Wildlife populations around the world have more than halved in just four decades in the face of unsustainable human consumption, a report has warned. Mammals, birds, reptiles, amphibians and fish have declined on average by 52 per cent from 1970 to 2010, according to World Wildlife Fund’s Living Planet Report, which uses information on 10,380 populations of 3,038 species to see how global wildlife is faring. Experts from the Zoological Society of London (ZSL), which maintains the database of information on the species, said for freshwater creatures, the situation is even worse, with population declines of more than three-quarters (76 per cent) in 40 years.
The scale of biodiversity loss and damage to the very ecosystems that are essential to our existence is alarming.

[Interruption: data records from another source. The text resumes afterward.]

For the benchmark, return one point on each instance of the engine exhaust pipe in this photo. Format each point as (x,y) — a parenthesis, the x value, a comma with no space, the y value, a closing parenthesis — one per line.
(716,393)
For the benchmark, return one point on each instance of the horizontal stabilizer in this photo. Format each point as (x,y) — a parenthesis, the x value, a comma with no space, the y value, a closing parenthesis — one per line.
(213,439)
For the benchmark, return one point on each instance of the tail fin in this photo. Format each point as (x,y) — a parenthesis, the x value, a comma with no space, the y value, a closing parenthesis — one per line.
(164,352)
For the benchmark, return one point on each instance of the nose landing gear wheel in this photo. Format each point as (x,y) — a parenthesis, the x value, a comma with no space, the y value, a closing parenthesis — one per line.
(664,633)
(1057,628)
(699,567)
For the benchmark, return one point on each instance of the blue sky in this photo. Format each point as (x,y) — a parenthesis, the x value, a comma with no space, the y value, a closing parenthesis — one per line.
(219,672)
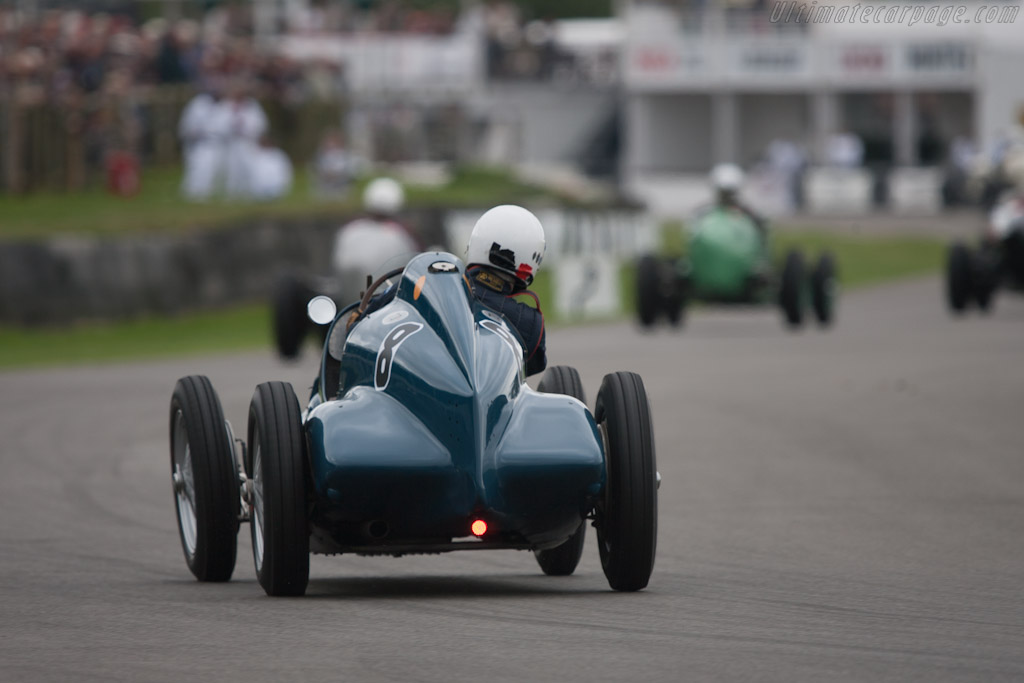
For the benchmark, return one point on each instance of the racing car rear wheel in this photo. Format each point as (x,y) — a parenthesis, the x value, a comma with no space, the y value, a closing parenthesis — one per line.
(985,275)
(823,290)
(791,293)
(958,276)
(290,322)
(648,290)
(562,560)
(627,517)
(275,465)
(206,479)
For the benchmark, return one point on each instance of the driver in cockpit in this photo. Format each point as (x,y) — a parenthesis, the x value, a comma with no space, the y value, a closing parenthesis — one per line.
(504,254)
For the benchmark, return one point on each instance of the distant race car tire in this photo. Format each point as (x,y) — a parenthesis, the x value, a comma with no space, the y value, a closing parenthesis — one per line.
(960,276)
(627,517)
(823,290)
(675,304)
(791,293)
(562,560)
(648,290)
(275,463)
(205,478)
(290,321)
(985,275)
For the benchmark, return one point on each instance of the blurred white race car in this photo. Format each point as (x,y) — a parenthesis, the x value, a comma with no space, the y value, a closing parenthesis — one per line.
(363,249)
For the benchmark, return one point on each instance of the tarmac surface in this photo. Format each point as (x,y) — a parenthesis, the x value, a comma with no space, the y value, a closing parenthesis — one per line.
(841,505)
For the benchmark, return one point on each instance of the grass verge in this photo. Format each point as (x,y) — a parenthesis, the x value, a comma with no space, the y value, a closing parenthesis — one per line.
(862,260)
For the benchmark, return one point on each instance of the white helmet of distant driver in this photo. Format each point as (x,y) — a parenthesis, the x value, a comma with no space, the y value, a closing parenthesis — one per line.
(727,177)
(510,239)
(384,197)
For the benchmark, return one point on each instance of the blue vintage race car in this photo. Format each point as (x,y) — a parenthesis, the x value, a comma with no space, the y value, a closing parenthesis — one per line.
(423,437)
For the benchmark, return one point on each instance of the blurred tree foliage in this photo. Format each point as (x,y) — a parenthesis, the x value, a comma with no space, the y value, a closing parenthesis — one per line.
(556,9)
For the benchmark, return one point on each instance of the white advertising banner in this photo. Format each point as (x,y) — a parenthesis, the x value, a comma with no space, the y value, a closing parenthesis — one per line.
(587,287)
(915,190)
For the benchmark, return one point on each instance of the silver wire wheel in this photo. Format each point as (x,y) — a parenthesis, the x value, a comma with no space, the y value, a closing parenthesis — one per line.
(205,479)
(256,525)
(278,468)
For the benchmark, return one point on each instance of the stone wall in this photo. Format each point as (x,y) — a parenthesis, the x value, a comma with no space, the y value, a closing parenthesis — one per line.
(68,279)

Professor Ken Norris, director of science at ZSL
The main threats to wildlife populations are loss or damage to their habitat and exploitation through hunting and fishing, the Living Planet Report said, while climate change is already having an impact on wildlife and is set to increase as a threat. In the UK farmland birds have been badly hit by habitat degradation, with major declines in species such as corn buntings. David Nussbaum, chief executive of WWF-UK, said: “The scale of destruction highlighted in this report should be a wake-up call to us all.”
Clearly a growing population is going to be putting increasing stress on the planet’s resources, it’s why we’re calling now for a change in approach to consume more wisely and waste less.